Waste continues to be dumped into the River Buriganga despite a June 2011 High Court order which prohibited the dumping of waste in the river or on its banks as well as ordering the sealing of sewerage outlets and industrial wastes lines within a year.
The High Court directed the chairman of Dhaka Water Supply and Sewerage Authority to take steps to seal off the waste outlets and asked the Dhaka City Corporation to immediately start cleaning the riverbanks to stop dumping any more waste into or by the river.
However, one year on, every day a huge amount of waste is dumped into the river along the riverbanks between Babu Bazar bridge and Shahid Nagar.

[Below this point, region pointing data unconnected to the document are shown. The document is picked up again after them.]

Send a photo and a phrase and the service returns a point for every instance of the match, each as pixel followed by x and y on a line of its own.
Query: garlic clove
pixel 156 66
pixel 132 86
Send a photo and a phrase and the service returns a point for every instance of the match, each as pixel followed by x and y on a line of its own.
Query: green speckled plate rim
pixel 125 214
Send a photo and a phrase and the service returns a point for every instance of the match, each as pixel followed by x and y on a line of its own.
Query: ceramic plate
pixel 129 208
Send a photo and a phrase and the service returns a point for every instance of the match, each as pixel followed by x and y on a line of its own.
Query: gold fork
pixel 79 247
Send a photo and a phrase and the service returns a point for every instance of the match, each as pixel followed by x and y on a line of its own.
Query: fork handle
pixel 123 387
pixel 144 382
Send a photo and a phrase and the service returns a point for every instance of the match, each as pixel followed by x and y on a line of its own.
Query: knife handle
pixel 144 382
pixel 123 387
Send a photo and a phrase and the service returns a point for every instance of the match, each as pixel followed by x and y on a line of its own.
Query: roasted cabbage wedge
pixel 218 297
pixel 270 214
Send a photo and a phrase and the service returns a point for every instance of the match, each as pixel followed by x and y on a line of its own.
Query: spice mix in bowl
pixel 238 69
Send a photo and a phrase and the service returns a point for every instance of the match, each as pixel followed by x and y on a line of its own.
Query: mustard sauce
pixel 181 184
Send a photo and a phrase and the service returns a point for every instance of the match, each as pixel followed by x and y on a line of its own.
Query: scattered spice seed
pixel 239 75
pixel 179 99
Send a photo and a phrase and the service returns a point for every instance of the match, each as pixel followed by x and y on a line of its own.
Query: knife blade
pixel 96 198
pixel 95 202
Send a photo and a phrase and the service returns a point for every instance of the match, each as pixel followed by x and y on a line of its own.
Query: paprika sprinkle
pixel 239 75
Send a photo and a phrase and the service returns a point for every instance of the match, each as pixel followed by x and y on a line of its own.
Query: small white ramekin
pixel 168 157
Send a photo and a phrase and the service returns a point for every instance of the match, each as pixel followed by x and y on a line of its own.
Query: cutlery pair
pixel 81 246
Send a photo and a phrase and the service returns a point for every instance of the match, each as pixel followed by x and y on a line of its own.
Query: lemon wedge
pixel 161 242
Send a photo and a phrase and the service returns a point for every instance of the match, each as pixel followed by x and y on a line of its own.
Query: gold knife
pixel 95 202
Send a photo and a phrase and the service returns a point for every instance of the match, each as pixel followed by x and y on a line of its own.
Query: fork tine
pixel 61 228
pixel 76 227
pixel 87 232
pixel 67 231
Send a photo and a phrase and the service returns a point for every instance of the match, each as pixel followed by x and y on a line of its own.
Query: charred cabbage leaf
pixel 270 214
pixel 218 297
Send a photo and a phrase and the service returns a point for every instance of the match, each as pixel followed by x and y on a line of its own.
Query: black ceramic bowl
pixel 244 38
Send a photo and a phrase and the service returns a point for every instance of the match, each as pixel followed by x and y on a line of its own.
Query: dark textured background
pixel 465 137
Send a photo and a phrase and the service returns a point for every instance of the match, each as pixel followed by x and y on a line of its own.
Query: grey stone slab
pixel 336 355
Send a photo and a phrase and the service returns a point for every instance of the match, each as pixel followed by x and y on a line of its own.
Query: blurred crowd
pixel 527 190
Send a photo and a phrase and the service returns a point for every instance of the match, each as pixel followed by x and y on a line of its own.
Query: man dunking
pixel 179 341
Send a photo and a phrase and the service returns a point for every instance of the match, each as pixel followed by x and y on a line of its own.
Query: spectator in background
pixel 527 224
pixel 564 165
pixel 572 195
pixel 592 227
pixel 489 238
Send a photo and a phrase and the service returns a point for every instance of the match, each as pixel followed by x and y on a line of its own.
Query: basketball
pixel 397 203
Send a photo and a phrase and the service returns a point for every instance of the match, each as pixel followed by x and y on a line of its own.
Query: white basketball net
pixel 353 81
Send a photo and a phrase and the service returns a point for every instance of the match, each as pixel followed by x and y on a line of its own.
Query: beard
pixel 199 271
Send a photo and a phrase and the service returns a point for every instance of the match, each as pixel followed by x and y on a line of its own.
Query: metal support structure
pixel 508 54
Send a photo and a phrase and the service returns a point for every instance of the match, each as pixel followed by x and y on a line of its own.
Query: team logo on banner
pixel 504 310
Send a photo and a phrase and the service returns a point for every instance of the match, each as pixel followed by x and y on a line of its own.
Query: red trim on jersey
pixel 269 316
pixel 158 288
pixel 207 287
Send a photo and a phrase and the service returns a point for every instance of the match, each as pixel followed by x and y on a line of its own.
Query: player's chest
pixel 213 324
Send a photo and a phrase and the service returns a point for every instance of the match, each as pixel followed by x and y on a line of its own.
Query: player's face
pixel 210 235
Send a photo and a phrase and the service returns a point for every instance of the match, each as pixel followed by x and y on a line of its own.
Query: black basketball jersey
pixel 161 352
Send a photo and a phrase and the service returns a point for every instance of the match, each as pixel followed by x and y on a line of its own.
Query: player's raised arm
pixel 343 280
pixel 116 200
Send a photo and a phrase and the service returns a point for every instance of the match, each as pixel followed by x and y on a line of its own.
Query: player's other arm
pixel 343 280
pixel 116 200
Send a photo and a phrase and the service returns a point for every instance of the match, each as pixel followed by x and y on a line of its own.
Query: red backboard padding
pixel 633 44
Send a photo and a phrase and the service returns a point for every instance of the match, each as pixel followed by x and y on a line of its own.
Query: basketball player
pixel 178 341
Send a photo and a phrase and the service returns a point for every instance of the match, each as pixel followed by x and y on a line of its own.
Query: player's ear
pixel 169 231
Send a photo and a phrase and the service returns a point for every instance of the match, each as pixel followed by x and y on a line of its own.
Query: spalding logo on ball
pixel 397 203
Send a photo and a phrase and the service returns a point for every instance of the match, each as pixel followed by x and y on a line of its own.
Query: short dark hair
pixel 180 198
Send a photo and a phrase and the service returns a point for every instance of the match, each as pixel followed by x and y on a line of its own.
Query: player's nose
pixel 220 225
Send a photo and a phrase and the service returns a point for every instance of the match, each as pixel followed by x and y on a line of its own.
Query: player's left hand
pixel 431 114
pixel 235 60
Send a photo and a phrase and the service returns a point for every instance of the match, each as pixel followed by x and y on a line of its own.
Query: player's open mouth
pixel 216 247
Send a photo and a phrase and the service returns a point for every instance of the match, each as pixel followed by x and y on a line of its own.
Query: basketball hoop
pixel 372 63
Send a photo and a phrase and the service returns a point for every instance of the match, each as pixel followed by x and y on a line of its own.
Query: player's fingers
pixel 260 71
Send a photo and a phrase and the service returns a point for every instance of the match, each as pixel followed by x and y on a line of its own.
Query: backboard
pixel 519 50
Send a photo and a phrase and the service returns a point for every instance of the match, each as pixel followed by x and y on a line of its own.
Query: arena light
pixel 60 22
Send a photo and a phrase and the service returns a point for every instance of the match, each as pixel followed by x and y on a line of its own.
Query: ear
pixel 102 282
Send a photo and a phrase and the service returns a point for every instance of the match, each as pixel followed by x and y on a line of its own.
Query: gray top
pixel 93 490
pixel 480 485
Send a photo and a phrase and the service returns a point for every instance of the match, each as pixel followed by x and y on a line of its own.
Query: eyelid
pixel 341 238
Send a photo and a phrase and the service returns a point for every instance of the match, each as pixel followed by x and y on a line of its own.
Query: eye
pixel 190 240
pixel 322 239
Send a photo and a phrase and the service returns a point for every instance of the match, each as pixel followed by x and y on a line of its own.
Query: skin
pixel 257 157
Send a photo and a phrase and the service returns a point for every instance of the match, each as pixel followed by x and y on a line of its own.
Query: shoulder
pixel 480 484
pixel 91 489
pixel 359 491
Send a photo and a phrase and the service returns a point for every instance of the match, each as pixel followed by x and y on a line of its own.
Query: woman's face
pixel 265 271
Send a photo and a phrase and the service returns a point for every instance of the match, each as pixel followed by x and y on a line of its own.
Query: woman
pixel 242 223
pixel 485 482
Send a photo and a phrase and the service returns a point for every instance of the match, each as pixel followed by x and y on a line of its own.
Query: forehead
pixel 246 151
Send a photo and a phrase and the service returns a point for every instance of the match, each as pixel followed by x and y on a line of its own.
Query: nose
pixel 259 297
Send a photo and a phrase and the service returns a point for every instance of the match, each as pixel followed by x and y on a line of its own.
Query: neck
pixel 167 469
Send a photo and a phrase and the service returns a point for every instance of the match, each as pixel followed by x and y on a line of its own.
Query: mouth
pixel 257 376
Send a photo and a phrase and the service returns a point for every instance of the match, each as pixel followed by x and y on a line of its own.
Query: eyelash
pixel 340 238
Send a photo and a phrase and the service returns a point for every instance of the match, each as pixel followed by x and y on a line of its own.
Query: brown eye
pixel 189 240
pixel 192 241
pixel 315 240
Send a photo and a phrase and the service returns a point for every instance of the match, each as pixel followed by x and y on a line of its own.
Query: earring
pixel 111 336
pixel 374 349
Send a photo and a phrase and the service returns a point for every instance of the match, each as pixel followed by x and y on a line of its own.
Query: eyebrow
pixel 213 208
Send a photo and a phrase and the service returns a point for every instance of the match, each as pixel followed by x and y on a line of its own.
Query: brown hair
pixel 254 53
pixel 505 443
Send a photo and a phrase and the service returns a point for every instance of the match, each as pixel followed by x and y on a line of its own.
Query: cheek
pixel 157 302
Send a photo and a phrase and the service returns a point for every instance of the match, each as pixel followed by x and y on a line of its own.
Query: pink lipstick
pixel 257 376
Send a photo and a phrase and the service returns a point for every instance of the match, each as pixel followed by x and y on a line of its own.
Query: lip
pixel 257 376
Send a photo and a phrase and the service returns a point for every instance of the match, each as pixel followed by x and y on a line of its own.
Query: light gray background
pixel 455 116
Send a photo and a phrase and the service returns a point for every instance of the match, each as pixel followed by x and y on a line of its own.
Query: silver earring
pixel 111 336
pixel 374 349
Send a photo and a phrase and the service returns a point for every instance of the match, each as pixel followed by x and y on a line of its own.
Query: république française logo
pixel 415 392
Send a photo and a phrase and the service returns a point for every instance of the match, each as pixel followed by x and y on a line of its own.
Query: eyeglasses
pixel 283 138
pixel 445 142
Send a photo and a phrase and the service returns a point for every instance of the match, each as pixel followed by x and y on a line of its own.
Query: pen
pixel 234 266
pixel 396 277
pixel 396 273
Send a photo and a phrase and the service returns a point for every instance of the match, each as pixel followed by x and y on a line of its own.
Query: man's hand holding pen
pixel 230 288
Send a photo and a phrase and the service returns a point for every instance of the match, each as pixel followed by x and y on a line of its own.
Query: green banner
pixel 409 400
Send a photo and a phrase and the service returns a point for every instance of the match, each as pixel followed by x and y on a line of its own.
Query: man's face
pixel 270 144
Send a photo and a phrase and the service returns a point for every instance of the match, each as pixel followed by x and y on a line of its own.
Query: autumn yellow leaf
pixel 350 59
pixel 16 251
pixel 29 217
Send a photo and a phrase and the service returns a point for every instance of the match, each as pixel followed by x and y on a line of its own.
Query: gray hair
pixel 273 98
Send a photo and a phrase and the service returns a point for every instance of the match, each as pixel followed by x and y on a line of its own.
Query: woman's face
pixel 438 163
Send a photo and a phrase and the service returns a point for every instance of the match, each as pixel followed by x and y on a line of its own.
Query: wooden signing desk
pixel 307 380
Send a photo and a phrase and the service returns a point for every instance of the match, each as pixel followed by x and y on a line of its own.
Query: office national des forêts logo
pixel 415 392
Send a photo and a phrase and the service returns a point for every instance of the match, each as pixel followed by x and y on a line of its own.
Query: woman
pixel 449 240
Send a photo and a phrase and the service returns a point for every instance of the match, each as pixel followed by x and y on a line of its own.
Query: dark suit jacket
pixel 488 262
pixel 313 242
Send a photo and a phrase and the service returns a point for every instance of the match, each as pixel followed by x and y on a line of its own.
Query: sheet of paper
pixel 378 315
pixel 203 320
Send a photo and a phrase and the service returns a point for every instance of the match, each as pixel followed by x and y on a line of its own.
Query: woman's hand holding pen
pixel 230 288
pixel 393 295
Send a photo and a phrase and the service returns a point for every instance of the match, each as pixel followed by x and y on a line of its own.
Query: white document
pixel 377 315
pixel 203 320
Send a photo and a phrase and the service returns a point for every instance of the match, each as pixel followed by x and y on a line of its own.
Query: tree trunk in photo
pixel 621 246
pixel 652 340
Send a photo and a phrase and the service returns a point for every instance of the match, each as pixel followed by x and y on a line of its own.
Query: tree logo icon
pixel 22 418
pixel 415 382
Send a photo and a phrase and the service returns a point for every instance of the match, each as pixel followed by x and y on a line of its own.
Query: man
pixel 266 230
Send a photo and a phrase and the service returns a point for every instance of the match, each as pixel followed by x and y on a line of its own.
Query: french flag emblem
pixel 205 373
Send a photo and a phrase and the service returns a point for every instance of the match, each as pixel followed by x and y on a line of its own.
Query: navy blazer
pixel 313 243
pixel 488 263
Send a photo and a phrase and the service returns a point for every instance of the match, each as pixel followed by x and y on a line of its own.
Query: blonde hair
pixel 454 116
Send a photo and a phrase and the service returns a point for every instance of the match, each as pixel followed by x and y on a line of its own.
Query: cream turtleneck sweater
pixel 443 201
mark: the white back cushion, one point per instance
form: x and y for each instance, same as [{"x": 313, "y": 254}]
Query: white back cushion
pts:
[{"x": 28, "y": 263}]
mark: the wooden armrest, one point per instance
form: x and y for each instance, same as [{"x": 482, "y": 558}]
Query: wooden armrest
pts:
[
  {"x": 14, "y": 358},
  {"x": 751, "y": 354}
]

Petitioner’s counsel Manzill Murshed told New Age, ‘The authorities did not take any major steps to save the river in the last one year but it should be done for the welfare of all.’
Rotten fruits and domestic waste is seen floating in the river at Badamtali ghat where the wholesale fruit market is a big source of rubbish.
A fruit seller Rahman Miah based at Wise ghat told New Age, ‘For a week city corporation vehicles have not come here to collect the wastes.’
In many places, rickshaw garages, floating hotels and iron mongers dump wastes into the river.
Domestic waste is dumped at east Islambagh Chunara ghat, Alir ghat, Bou Bazaar, Balu ghat and many other places from where they get carried into the river through the canals or sewers.
Waste is also dumped near Nababganj sluice gate, Mina Bazaar canal, Vhanga Masjid, opposite Mitali Tannery at Hazaribagh, and Company ghat canal at Dholaipar.
‘A disaster is not far away if measures to improve the city’s sewerage management are not taken as millions of people depend on the Buriganga River for supply of water,’ said Bangladesh University of Engineering and Technology head of civil engineering Mujibur Rahman.
WASA’s sewerage covers only 30 per cent of the area of Dhaka city, while the remaining waste is dumped into rivers, canals and other water bodies, he said.
‘River cleaning initiatives will not bring any success, if direct dumping of waste into water bodies is not stopped, said Mujibur.
Save the Environment Movement chairman Abu Naser Khan said that the government should take strictest measures to stop dumping of wastes into the river.
He said, ‘The level of pollution is so alarming that the water of the river has lost its colour and quality posing serious health threat’.
About the High Court order, Dhaka South City Corporation additional chief waste management officer Abu Saleh Md Moinuddin said, ‘We asked the kitchen market authorities to dump their wastes in some designated spots from where the DCC cleaners would collect them.’
‘Though the city corporation is very careful in handling wastes, there are some cleaners who take their wastes to the riverbank to sort them out,’ he said.
The High Court, in the same order, directed the Dhaka Water Supply and Sewerage Authority to seal in one year all the sewers that discharge wastes and pipes that discharge industrial effluent into the river.
Dhaka WASA managing director Taqsem A Khan told New Age, ‘There is no sewage outlet of WASA that goes into the River Buriganga. There are only storm water drainage lines to pass the rain water’.
‘But many house owners link their sewage discharge connection directly to storm water drainage line instead of the sewerage network to evade service charge or due to unavailability of WASA sewerage connection,’ he said.
He said that WASA could disconnect the illegal sewage discharge connections but it would cause great inconveniences as it would result in the flooding of the roads of Dhaka city.
In Dhaka about 15,000 tonnes of waste is generated daily and one-third of it is treated by Pagla Waste Treatment Plant while the rest is dumped into rivers, canals and other water bodies, said a WASA official.